Saturday, December 24, 2011

FedupMom, GasstationWithoutPumps, Anonymous on The Race to Remediation


FedUpMom said...

Katharine, I often hear people ask, "which is it -- are kids overworked or underprepared?"
I think it's a false dichotomy. It is absolutely possible for kids to be both overworked and underprepared, and I think it's extremely common.

How can this be? It's because the mountains of homework and test prep that our kids labor under are in fact meaningless crap.

Anonymous said...

Katherine, the high rejection rates of the top colleges (and many that are not top) is a direct result of the fact that today's students are likely to apply to 10 colleges rather than 3 (or even 1, which was common when I was in high school).

gasstationwithoutpumps said...

The pools have gotten bigger, but not better at the top schools. In fact, the increasing size of the application pools has resulted in dilution of the pools with more less-prepared students. As a result, criteria that worked well enough in the past at getting a decent entering class may fail on the weaker pool. (At one time random selection from the pool would have gotten a decent entering class, but not so much any more.)

Also, in most schools faculty don't select the entering class—admissions officers do. The admissions officers and the faculty may have very different ideas about what the ideal entering class is like. Admissions officers are much more interested in demographics (race, gender, geographic origin, … ) than in individual readiness, which may compromise their ability to select students who will do well in college.

Anonymous said...

At the same time, and in many of the same schools, some kids are underprepared and some kids are overachievers - both academically and in extracurriculars. A couple of years ago, a graduate wrote a book about the tremendous pressure on kids from her old HS; I'm very familiar with that school and there are plenty of relaxed kids (probably most) and some drifters. The overachievers do apply to many schools,often a mix of Ivies, the Duke type, UVA and UNC (as out-of-staters) and perhaps their state flagship school or a smaller private as their safe school. The issue of admissions people and academics having different priorities is also valid. I've often thought I'd like to see academic departments select their students with as much diligence and care as the coaches select their players. I'm sure it would be a different mix; the physics and math departments aren't likely to worry about one B in English from a math genius, but I know one kid that was rejected from MIT while they admitted a weaker math but better all-around kid from his school (same sex and race).

1 comment:

gasstationwithoutpumps said...

"I've often thought I'd like to see academic departments select their students with as much diligence and care as the coaches select their players."

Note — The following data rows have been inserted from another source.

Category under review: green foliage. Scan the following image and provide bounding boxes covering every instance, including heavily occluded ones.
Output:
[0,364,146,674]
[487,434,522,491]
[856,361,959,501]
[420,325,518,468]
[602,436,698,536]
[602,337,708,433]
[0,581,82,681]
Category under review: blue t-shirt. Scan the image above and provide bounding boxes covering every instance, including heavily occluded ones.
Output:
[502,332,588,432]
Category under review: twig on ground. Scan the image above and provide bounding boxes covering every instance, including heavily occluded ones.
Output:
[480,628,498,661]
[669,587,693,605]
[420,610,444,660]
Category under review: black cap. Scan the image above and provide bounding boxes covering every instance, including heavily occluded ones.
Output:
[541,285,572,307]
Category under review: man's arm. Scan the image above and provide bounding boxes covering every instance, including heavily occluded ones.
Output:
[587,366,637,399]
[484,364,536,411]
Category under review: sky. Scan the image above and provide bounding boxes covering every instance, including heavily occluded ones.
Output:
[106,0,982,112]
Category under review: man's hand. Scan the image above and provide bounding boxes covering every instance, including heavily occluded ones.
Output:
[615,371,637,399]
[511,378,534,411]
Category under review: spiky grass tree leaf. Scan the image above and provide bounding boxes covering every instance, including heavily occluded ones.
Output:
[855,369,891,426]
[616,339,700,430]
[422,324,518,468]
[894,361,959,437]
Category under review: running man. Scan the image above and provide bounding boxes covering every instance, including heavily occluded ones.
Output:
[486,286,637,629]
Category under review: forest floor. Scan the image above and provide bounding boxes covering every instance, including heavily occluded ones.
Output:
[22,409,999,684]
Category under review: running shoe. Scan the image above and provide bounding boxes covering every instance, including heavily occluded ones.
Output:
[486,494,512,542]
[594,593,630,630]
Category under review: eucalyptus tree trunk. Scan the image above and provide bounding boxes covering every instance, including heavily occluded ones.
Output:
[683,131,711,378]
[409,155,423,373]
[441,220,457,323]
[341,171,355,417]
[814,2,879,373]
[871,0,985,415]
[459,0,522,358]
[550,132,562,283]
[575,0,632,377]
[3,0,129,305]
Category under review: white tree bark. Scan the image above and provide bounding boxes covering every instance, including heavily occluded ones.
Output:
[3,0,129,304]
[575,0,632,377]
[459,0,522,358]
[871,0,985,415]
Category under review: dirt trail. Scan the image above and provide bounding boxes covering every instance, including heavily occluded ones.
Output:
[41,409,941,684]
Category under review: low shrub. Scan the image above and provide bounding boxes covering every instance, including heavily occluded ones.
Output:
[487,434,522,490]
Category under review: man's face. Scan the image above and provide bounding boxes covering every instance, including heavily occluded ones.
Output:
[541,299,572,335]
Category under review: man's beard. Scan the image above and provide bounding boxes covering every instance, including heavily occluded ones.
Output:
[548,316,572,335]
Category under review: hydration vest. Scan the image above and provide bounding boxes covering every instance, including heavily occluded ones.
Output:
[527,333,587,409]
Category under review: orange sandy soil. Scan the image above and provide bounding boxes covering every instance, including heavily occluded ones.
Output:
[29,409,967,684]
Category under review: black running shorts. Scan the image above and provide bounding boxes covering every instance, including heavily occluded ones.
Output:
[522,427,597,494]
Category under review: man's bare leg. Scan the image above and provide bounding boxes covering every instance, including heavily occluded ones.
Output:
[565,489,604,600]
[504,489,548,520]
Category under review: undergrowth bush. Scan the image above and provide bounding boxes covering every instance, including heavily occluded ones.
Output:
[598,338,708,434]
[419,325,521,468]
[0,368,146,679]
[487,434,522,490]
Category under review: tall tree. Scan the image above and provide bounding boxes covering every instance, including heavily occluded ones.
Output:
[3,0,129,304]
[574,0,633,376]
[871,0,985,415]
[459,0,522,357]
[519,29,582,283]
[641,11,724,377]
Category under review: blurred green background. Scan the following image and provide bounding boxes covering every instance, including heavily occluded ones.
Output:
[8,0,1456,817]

Academic departments do get to do this—for grad students. It is an enormous amount of work to select 20 students out of 100 then try to get them accept the offer. It would be much more difficult to do that for the much larger applicant pool at the undergrad level where there is much less useful information about each applicant, which is why almost all colleges have gone to staff-level undergrad admissions, rather than having faculty do admissions.